Das Ultimatum der Nato an die bosnischen Serben auf Veranlassung des UN-Generalsekretärs rief vehementen Protest von russischer Seite hervor. Die im Westen häufig angeführte Erklärung, der russische Widerstand wurzele in der slawischen Solidarität, dient als treffliches, ethnisches Argument, um eine detaillierte Prüfung russischer politischer Friedenspläne vom Tisch zu wischen. Warum blieb Rußland außen vor? Die Nato-Mitglieder meinten, sich aus Gründen der eigenen Glaubwürdigkeit kein Zögern mehr erlauben zu können. Sie wollten nun endlich Handlungsfähigkeit beweisen. Ihr Ultimatum zeigt: Krisen werden in Europa auch nach der Unterzeichnung der Charta von Paris durch die Macht des Stärkeren geregelt. Das Ziel von damals, Sicherheitsprobleme in Europa multilateral und kooperativ anzugehen, ist in den Wind geschrieben. Sicher, die Zeiten sind härter geworden. Das Gespenst des Nationalismus geht um. Sind Schwierigkeiten aber ein Grund, die gesamteuropäische Utopie über Bord zu werfen?
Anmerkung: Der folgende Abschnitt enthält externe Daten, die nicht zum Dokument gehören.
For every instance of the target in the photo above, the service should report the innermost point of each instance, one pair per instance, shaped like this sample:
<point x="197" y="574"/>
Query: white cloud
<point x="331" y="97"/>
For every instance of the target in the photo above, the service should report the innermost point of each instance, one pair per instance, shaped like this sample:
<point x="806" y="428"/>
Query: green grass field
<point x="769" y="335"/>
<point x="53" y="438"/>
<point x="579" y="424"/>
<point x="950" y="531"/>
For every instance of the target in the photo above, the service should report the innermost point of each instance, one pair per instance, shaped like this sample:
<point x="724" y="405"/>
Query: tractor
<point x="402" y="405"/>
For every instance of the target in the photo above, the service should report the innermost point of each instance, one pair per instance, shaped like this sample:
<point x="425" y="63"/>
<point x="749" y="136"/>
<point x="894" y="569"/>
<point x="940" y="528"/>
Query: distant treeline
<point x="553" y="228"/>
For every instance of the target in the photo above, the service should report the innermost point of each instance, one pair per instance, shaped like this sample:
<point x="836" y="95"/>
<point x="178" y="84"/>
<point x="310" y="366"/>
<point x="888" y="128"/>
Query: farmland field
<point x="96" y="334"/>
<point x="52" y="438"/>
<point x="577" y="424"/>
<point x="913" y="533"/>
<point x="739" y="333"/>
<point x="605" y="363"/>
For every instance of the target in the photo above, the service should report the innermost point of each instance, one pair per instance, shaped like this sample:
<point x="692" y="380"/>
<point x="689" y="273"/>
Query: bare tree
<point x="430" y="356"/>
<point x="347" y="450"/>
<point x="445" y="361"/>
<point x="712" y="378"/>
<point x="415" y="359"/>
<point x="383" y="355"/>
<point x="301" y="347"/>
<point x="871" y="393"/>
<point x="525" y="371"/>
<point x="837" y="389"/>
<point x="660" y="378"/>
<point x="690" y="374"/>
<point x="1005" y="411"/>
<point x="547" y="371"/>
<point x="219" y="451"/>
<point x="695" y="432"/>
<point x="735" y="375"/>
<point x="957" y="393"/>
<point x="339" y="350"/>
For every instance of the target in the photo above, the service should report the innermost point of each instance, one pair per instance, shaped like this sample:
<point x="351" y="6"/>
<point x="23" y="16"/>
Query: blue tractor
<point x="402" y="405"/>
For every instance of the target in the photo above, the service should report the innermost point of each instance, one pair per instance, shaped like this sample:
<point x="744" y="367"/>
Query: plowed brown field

Rußland ist heute stärker denn je in verschiedenen Formen an der multilateralen Zusammenarbeit in Europa beteiligt. Die Einbeziehung des krisengeschüttelten Landes grenzt oft an eine Gratwanderung. Der Westen fürchtet zu Recht ein Appeasement gegenüber den Ultranationalen Schirinowskis. Und es trifft zu, daß es keine Zugeständnisse an revisionistische und chauvinistische Politik geben darf. Man kann aber nur auf jemanden Einfluß nehmen, den man in Entscheidungsprozesse soweit wie möglich verantwortlich und konstruktiv einbindet. Solange Rußland sich in multilateralem und kontrollierbarem Rahmen bewegen will, sollte man es beim Wort nehmen. Das gilt angesichts von über hundert Toten bei Kämpfen in Abchasien seit dem 5. 2. 1994 auch für die russischen Bemühungen um ein UNO-Mandat für friedenssichernde Aktivitäten auf dem Territorium der GUS. Auch dort duldet Friedenssicherung keinen Aufschub. Die russische Führung ist nach wie vor gewillt, auch auf dem gesamteuropäischen Weg weiterzugehen. Sie will auch nicht alleine bestimmen, aber sie will ein gewichtiges, eigenes Wort mitreden.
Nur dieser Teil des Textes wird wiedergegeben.